Last weekend, Orange County Sheriff John Mina, participated in a extreme rappelling fundraiser to raise money for the United Way and their push to improve veterans services. Mina, a veteran himself, knows exactly what our soldiers experience when they come home to start their lives outside of the military (story HERE).
A big component of that is military to civilian transition services.
Basically, it’s preparing that soldier for life when he returns home after fulfilling his service obligations. This has to do with everything from getting their health care benefits, to securing opportunities for higher education, and finding work.
It’s an area that military has never been good at.
Life for our soldiers when they’re serving consists of alpha-numeric codes, and acronyms. It’s almost another language. It’s up to the military to instruct our soldiers how to explain to civilian employers how they qualify for positions in their company.
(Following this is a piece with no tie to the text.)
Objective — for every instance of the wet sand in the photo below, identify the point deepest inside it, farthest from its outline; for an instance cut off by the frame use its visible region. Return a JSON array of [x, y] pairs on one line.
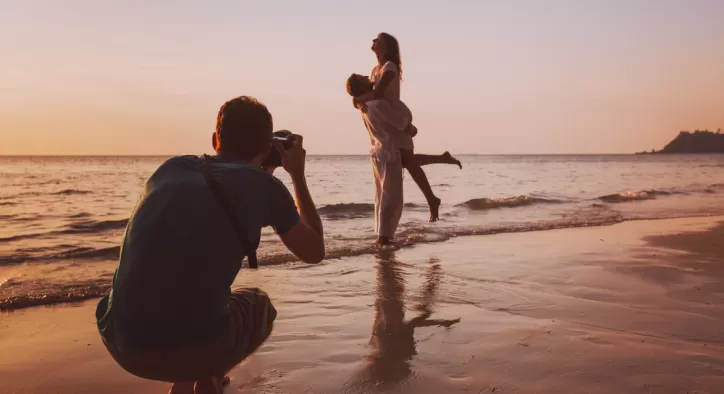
[[632, 308]]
For me, I was a Human Resources Specialist or a 42A in the Army. That’s not a tough one and I was fortunate enough to find opportunities.
But for an 11B, Infantry, or many other of the combat arms positions, which are often the most dangerous jobs in our military, it’s much more difficult.
Yes, they protect our freedom with their lives and we don’t even tell them how to explain their work when they get back home so they can provide for their families.
Private sector employers often don’t have a complete picture of the true potential these patriots have.
Then there is the pay. In the military, soldiers don’t make a lot of money but they’re still given allowances for housing and food to ensure their families are taken care of. They also have access to health care while serving.
Not the case in Orlando. Especially, if the only work a vet can find falls on the lower end of the pay scale here in Central Florida where we have some of the lowest wages in the country. It’s not uncommon for soldiers to return to the military or join the National Guard to make those ends meet because we let them down out here.
Often times additional education or training is required. This means our vets have to dig into their savings again. They’ve already had to secure housing in Orlando (where there is no affordable housing, a vehicle, and other expenses they need to start their post military lives.
It doesn’t stop at the bank account. When they leave the military, they can feel alone without the brothers and sisters in their units. This can lead to heavy drinking and many other problems including suicide where we continue to see lives lost.
Still many elected leaders don’t understand that ineffective transition services is at the root of problems facing vets.
We must ensure that we have a better understanding of what our vets need so that the hardworking organizations that host these fundraiser are seeing their dollars go the furthest to help our veterans when they come home.
Speaking of that fundraiser, Heart of United Way reportedly raised about $100,000. Thank you to them and to Sheriff Mina for their much needed help.